9. All cases of diseases or death identified in accordance with national laws and/or practice as resulting from occupational exposure to biological agents shall be notified to the competent authority.
Health and veterinary care facilities other than diagnostic laboratories
1. For the purpose of the assessment referred to in Article 3, particular attention should be paid to:
(a) uncertainties about the presence of biological agents in human patients or animals and the materials and speciments taken from them;
(b) the hazard represented by biological agents known or suspected to be present in human patients or animals and materials and specimens taken from them;
(c) the risks posed by the nature of the work.
2. Appropriate measures shall be taken in health and veterinary care facilities in order to protect the health and safety of the workers concerned.
The measures to be taken shall include in particular:
(a) specifying appropriate decontamination and disinfection procedures, and
(b) implementing procedures enabling contaminated waste to be handled and disposed of without risk.
3. In isolation facilities where there are human patients or animals who are, or who are suspected of being, infected with group 3 or group 4 biological agents, containment measures shall be selected from those in Annex V column A, in order to minimise the risk of infection.
Special measures for industrial processes, laboratories and animal rooms
1. The following measures must be taken in laboratories, including diagnostic laboratories, and in rooms for laboratory animals which have been deliberately infected with group 2, 3 or 4 biological agents or which are or are suspected to be carriers of such agents.
(a) Laboratories carrying out work which involves the handling of group 2, 3 or 4 biological agents for research, development, teaching or diagnostic purposes shall determine the containment measures in accordance with Annex V, in order to minimise the risk of infection.
(b) Following the assessment referred to in Article 3, measures shall be determined in accordance with Annex V, after fixing the physical containment level required for the biological agents according to the degree of risk.
Activities involving the handling of a biological agent must be carried out:
- only in working areas corresponding to at least containment level 2, for a group 2 biological agent,
- only in working areas corresponding to at least containment level 3, for a group 3 biological agent,
- only in working areas corresponding to at least containment level 4, for a group 4 biological agent.
(c) Laboratories handling materials in respect of which there exist uncertainties about the presence of biological agents which may cause human disease but which do not have as their aim working with biological agents as such (i.e. cultivating or concentrating them) should adopt containment level 2 at least.
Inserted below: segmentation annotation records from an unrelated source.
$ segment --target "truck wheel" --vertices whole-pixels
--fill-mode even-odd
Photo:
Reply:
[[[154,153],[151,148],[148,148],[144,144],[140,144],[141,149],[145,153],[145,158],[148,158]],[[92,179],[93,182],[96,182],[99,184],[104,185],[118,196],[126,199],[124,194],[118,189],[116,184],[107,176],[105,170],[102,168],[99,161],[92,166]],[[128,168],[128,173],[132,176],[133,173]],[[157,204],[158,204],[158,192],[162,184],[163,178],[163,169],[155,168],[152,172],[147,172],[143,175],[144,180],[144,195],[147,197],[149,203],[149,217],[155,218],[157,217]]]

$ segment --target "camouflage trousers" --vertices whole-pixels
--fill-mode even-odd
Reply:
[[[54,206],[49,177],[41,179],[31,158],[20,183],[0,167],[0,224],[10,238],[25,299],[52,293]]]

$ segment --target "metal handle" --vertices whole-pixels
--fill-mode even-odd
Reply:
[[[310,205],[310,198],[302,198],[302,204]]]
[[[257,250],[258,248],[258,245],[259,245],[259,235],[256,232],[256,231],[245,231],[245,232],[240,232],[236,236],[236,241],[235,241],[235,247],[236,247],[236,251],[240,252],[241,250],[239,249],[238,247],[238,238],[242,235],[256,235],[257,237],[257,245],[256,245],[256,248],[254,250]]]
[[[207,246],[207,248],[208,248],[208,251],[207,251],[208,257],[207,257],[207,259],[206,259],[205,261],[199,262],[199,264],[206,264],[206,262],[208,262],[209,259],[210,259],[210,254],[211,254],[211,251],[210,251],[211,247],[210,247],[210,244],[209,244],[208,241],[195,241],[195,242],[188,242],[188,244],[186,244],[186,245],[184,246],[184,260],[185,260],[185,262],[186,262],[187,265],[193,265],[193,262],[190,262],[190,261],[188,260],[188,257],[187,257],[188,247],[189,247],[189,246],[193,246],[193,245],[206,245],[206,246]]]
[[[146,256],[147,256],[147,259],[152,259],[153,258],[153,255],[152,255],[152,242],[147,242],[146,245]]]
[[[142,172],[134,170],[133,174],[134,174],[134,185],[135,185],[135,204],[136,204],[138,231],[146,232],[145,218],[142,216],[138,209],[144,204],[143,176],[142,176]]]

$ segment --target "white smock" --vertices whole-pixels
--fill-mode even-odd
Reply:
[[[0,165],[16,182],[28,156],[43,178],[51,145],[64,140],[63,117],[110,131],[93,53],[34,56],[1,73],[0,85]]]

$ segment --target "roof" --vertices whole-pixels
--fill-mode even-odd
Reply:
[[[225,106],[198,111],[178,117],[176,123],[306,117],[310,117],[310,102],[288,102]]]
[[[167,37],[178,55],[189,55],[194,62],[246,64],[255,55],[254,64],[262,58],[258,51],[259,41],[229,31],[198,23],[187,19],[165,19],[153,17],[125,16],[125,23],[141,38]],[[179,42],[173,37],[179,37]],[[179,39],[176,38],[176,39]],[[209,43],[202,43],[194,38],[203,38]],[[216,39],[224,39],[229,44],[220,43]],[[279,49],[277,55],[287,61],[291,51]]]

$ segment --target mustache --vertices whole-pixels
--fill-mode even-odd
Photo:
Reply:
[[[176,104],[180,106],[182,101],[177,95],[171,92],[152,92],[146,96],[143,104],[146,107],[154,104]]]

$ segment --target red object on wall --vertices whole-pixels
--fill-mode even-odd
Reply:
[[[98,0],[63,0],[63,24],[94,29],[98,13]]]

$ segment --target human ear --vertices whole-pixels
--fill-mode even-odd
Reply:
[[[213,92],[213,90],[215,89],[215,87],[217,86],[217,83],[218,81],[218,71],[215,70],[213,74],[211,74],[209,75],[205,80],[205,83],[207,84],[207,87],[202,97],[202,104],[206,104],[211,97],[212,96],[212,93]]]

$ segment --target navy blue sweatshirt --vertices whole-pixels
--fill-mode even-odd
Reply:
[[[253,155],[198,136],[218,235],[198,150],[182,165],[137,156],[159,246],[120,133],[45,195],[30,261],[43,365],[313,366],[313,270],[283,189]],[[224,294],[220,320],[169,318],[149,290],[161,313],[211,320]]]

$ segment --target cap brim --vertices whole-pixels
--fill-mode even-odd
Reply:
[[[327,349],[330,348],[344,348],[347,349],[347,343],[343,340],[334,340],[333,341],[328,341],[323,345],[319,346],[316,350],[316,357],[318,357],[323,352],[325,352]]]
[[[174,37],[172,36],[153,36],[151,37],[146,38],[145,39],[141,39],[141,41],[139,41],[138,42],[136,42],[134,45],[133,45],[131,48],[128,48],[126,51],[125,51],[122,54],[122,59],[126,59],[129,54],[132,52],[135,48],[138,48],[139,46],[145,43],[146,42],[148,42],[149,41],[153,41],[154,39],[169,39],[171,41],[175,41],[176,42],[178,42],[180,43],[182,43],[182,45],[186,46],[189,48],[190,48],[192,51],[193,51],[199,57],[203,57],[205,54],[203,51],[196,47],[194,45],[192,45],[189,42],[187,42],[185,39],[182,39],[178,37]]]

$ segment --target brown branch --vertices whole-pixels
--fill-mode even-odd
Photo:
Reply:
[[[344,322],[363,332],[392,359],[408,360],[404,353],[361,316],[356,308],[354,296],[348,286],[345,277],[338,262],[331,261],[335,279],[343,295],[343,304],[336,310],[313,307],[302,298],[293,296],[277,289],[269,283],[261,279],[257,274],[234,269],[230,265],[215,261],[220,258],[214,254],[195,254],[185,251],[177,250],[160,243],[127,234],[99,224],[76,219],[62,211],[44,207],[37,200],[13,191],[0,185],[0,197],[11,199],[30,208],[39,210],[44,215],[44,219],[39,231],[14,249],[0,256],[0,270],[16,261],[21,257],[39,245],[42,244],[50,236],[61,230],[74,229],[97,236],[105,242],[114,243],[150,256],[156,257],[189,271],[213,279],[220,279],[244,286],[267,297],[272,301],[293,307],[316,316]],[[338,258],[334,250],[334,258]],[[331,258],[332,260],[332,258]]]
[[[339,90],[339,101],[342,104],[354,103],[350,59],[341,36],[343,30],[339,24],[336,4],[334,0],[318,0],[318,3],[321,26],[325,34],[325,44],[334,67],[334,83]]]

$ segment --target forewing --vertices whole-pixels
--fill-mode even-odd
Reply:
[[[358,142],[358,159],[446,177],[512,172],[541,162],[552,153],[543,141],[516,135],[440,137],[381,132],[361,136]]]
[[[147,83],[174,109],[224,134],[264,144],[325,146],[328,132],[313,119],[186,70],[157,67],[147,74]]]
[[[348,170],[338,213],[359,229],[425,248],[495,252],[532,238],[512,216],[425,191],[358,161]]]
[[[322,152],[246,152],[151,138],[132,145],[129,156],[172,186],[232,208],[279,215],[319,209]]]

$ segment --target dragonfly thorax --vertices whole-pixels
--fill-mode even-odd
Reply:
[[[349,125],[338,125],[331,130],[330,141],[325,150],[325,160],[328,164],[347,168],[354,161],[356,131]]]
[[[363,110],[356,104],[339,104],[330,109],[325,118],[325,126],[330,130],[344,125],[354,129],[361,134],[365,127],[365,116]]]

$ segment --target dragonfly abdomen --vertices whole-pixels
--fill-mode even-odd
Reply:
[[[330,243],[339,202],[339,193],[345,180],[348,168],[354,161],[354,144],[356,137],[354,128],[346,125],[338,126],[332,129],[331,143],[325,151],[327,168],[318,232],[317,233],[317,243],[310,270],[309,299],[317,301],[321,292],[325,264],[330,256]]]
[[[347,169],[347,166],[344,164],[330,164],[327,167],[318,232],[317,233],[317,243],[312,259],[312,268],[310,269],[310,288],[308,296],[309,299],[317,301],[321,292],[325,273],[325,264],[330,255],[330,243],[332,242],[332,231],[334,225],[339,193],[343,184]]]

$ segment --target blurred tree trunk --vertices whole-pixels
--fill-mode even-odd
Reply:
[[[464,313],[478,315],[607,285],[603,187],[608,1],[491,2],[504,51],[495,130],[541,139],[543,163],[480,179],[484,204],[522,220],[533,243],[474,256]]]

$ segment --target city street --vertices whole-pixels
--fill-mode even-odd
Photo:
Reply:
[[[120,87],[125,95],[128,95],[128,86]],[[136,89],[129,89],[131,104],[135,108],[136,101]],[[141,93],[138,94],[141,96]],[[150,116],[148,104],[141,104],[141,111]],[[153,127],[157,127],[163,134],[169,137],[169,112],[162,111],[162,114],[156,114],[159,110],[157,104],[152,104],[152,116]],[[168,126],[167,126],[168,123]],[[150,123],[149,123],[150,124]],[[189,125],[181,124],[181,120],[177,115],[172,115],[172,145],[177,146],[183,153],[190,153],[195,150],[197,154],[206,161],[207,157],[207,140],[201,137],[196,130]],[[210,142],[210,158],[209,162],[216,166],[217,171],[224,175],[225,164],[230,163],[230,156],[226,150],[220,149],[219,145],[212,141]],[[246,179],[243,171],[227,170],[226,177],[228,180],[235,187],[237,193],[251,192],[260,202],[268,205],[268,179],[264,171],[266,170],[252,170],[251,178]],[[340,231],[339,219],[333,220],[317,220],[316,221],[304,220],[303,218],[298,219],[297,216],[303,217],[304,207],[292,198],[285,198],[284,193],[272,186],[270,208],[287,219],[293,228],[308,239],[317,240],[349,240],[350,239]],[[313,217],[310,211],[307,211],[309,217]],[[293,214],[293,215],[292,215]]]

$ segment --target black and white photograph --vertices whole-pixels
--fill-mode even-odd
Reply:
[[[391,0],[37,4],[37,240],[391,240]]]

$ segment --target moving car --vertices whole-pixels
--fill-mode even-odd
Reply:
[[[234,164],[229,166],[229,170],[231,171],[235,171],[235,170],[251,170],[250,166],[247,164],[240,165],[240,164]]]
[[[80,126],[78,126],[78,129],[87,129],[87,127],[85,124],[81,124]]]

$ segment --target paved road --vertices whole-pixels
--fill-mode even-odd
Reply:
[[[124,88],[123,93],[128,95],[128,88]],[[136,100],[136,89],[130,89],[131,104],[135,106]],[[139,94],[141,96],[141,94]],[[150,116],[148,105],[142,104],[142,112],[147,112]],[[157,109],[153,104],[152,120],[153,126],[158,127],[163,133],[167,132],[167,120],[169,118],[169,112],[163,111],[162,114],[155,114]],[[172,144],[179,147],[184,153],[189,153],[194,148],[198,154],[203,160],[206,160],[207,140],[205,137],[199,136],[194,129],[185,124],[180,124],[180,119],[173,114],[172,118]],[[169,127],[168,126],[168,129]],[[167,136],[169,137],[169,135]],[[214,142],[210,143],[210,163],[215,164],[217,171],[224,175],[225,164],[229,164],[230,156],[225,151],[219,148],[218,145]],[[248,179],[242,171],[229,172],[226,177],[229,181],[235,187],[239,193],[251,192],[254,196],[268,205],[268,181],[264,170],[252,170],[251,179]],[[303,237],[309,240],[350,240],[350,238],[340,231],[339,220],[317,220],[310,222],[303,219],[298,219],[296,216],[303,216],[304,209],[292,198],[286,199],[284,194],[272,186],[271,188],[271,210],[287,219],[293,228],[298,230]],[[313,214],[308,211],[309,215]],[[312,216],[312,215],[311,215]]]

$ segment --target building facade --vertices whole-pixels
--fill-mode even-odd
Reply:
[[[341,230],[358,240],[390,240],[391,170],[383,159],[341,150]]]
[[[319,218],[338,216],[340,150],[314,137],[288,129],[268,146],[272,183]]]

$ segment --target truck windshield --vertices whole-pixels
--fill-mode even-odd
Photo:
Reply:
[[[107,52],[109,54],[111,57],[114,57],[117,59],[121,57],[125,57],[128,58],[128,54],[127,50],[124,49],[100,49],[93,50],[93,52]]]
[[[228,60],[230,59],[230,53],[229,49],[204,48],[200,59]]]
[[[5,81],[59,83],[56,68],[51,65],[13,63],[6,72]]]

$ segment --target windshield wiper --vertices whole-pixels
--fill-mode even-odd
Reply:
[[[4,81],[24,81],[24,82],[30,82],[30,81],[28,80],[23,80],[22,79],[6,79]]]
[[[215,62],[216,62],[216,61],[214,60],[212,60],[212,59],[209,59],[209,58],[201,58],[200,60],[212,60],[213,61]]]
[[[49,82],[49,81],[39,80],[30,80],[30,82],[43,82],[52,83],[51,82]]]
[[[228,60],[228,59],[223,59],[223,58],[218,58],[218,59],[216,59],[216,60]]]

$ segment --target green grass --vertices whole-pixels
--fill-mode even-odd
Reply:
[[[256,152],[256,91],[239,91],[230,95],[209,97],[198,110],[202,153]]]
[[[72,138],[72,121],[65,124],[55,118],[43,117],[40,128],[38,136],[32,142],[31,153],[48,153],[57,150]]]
Containment levels 3 or 4 must be used, when appropriate, where it is known or it is suspected that they are necessary, except where guidelines provided by the competent national authorities show that, in certain cases, a lower containment level is appropriate.
2. The following measures concerning industrial processes using group 2, 3 or 4 biological agents must be taken:
(a) The containment principles set out in the second subparagraph of paragraph 1(b) should also apply to industrial processes on the basis of the practical measures and appropriate procedures given in Annex VI.
(b) In accordance with the assessment of the risk linked to the use of group 2, 3 or 4 biological agents, the competent authorities may decide on appropriate measures which must be applied to the industrial use of such biological agents.
3. For all activities covered by paragraphs 1 and 2 where it has not been possible to carry out a conclusive assessment of a biological agent but concerning which it appears that the use envisaged might involve a serious health risk for workers, activities may only be carried out in workplaces where the containment level corresponds at least to level 3.
Use of data
The Commission shall have access to the use made by the competent national authorities of the information referred to in Article 14(9).
Classification of biological agents
1. Community classification shall be on the basis of the definitions in the second paragraph of Article 2, points 2 to 4 (groups 2 to 4).
2. Pending Community classification Member States shall classify biologial agents that are or may be a hazard to human health on the basis of the definition in the second paragraph of Article 2, points 2 to 4 (groups 2 to 4).
3. If the biological agent tobe assessed cannot be classified clearly in one of the groups defined in the second paragraph of Article 2, it must be classified in the highest risk group among the alternatives.
Purely technical adjustments to the Annexes in the light of technical progress, changes in international regulations or specifications and new findings in the field of biological agents shall be adopted in accordance with the procedure laid down in Article 17 of Directive 89/391/EEC.
Notifying the Commission
Member States shall communicate to the Commission the provisions of national law which they adopt in the field governed by this Directive.
Directive 90/679/EEC, amended by the Directives referred to in Annex VIII, part A is repealed, without prejudice to the obligations of the Member States in respect of the deadlines for transposition laid down in Annex VIII, part B.
References to the repealed Directive shall be construed as references to this Directive and shall be correlated in accordance with the correlation table set out in Annex IX.
Entry into force
This Directive enters into force on the twentieth day following its publication in the Official Journal of the European Communities.
This Directive is addressed to the Member States.
Done at Brussels, 18 September 2000.
For the European Parliament
For the Council
(1) OJ C 75, 15.3.2000, p. 15.
(2) Opinion of the European Parliament of 13 June 2000 (not yet published in the Official Journal) and Council Decision of 17 July 2000.
(3) OJ L 374, 31.12.1990, p. 1. Directive as last amended by Commission Directive 97/65/EC (OJ L 335, 6.12.1997, p. 17).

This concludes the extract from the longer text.